今日研修医に話したこと忘れずに書いておこうと思う。
1対1対応の話し。
若いドクターは国家試験の性質上そういう問題しか作れないことが原因かもしれないが、「1:1対応」を求めるキライがある。紙をめくれば答えが書いてあるというような診断方法を我々はとっていない。
なぜなら一つ一つの情報のその疾患に対する重みが別々にあり、それらはすべてが完璧に診断の正当性を証明するものではないからだ。
「1:1対応」を探しに行くと、たとえば「30才男性が3日前からおへそから汁の様なものがでていて、今日から痛みが強くなり熱もでてきたので来院。おなかにtapping pain があり、腹膜炎が考えられるのでCT をとってもよいですか?」などという思わす吹き出してしまうプレゼンになる。

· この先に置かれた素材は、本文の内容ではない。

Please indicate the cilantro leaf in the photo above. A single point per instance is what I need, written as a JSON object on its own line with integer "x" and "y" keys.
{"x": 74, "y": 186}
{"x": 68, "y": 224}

cartnett  sign など必要なく腹壁内膿瘍?とわかる。
また逆もあり、60才男性が昨日CS施行。本日より左腹部の痛みを訴え来院、かかとを落としても腹痛は誘発されず、腹膜炎は考えにくいと思います。」というのもおかしい。これらはどちらとも 腹膜刺激症状と腹膜炎の「1:1対応」を ”より所” に診療をしている証拠ではないかと考える。
「答えをめくりにいく診断」ということになるが、だとすると、病歴も身体所見も高い特異度を持つもものさえあればそれ以外は必要ないということになる。
ところが特異度も感度も100%という診断法は病理を含めてもなかなかなく、結局判断するのは主治医!ということがこの仕事をしているど段々わかってくる。「答えは自分で出すしかない!」検査データーでもなく、画像所見でもない!これはわたしが常々口にしていることである。

そしてその「総合的」をなおかつ複雑にするのはそれぞれのS)0)がすべてその疾患にとってのパワーが違うからである。そのパワーを認識せずに「ぼうずめくり」のように検査を思考していると、その検査をしたために見つけたことを支持する論理がなく、この次も坊主めくりを繰り返すことになる。はたまた検査をしなかった理由も自分のなかの基準がないままで失敗したりすると、ふわふわと浮いた基準でおびえながら検査の閾値を下げ、その医師はそこまでの医師となることになる。

専門医を長くやっているとそういった失敗例は強く脳裏に焼き付くことになり、ヒューリスティックエフェクトと、エピデミオロジカルの間にたつことが出来きる人はよいが、でなければ結果のみを最終結論とする医師となっていく。この方法は日本の保険体制のなかで守られており、ある意味すばらしいことであるが、逆にこれが保険医療自体の首をしめ、被保険者に影響を及ぼし始めているのが今日の日本の姿でもある。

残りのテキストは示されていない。